If you are leaving our plan, you must continue to get your medical care through our plan until your membership ends.

Member Responsibilities

  • You must make a written request for disenrollment prior to the 1st of the month in which disenrollment is intended.
  • Please contact your group administrator to understand when you may be able to disenroll from your plan.

Member Notifications

  • You will be advised that upon disenrollment from a Part D plan, that unless you obtain another Part D plan, or otherwise elect another type of creditable prescription drug coverage, that you may be subject to a Late Enrollment Penalty should a lapse in coverage occur for 63 or more days.
  • You will be reminded that if you do not enroll in another Medicare Advantage Plan or Medicare Advantage Plan with Prescription Drug coverage, that you will be enrolled in Original Medicare.

Your Drug Coverage Rights

Sometimes, you may have difficulty getting the drugs you need. That’s why you have the right to request a coverage determination and get a written explanation from your Medicare drug plan if:

  • Your prescriber or pharmacist tells you that your Medicare drug plan will not cover a prescription drug in the amount or form prescribed.
  • You are asked to pay a different cost-sharing amount than you think you are required to pay for a prescription drug.

You also have the right to ask your Medicare drug plan for an exception – a special type of coverage determination – and get a written explanation from your Medicare drug plan if:

  • You believe you need a drug that is not on your drug plan’s list of covered drugs. 
  • You believe a coverage rule (such as prior authorization or a quantity limit) should not apply to you for medical reasons.
  • You believe you should get a drug you need at a lower cost-sharing amount.
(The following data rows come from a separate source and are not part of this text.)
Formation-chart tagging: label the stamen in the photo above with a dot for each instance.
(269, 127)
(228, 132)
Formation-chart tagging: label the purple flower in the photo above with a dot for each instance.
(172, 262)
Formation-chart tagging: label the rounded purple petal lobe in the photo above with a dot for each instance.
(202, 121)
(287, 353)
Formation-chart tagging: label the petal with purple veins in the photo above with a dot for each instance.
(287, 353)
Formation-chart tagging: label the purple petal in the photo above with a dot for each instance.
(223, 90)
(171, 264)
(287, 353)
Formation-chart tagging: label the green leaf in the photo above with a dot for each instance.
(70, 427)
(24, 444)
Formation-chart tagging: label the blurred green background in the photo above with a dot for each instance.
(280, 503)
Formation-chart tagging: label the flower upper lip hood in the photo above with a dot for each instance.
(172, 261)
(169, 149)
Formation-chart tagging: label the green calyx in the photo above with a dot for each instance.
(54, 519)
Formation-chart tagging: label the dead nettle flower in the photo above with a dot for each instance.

For more information about our complaint and appeals process, visit our Complaints and Appeals page.

For more information on coverage determinations, refer to chapter 6 of the Evidence of Coverage (EOC) for your Prescription Drug plan.

You should contact us to ask us for an initial coverage decision for a formulary, tiering or utilization restriction exception. When you request a formulary, tiering or utilization restriction exception you should submit a statement from your prescriber or physician supporting your request. Generally, we must make our decision within 72 hours of getting your prescriber’s supporting statement. You can request an expedited (fast) exception if you or your doctor believes that your health could be seriously harmed by waiting up to 72 hours for a decision. If your request to expedite is granted, we must give you a decision no later than 24 hours after we get a supporting statement from your doctor or other prescriber.
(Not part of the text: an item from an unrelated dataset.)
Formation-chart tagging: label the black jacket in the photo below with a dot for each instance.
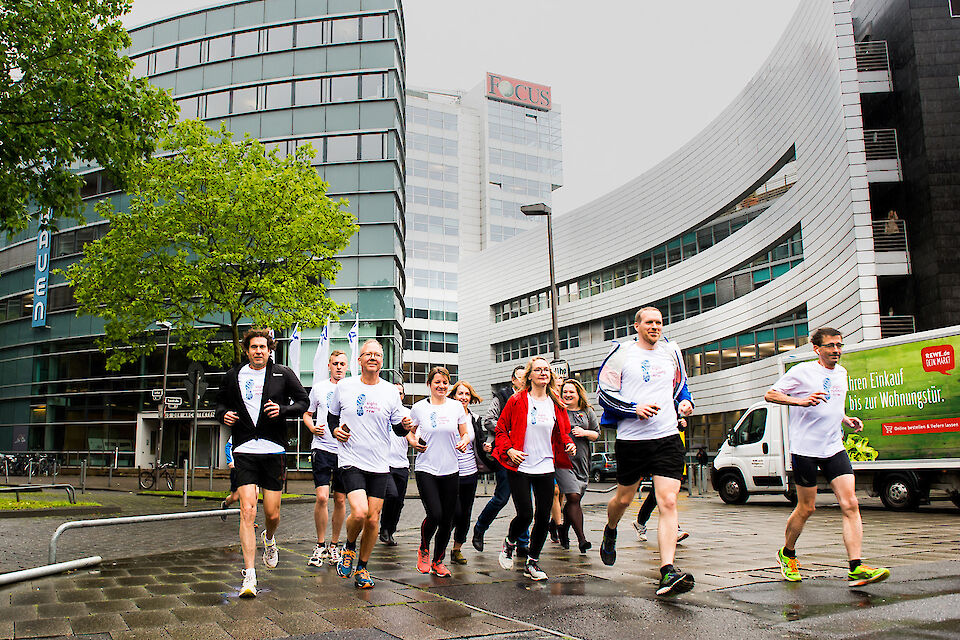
(281, 385)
To request an exception, please call our Member Services Department or send us a Drug Coverage Determination / Exception Form.
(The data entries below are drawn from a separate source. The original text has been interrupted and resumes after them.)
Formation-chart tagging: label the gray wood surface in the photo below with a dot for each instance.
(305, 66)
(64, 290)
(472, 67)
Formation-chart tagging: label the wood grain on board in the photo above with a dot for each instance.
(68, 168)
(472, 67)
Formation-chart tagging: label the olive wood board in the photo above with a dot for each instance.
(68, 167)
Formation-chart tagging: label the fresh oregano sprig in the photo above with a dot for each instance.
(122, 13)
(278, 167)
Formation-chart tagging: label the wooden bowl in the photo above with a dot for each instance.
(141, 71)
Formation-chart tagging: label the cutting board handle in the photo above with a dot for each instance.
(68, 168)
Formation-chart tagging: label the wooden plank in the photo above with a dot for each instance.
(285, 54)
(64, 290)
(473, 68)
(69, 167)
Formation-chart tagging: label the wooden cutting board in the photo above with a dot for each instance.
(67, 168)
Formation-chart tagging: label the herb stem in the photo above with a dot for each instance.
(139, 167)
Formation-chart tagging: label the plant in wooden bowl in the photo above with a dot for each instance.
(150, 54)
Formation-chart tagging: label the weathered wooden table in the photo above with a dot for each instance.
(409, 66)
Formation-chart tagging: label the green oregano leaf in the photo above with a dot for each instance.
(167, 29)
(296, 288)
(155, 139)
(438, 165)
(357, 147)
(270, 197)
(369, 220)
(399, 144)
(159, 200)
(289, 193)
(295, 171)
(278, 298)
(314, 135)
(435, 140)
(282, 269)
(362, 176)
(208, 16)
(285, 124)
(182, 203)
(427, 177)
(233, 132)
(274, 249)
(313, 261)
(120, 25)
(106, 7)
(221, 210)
You can appeal that decision by completing and sending our Drug Coverage Redetermination Form.

Both forms can be sent by:

Mail:
Pharmacy Benefit Dimensions
Pharmacy Department
511 Farber Lakes Drive
Buffalo, New York  14221

Fax: (716) 580-5264

E-mail: pbdmedicareservicing@pbdrx.com
Note: Either attach a completed form to the e-mail or you may provide the Determination or Redetermination details in the e-mail body.

Pharmacy Benefit Dimensions is a subsidiary of Independent Health. Independent Health is a PDP with a Medicare contract. Enrollment in Pharmacy Benefit Dimensions PDP depends on contract renewal between Independent Health and CMS.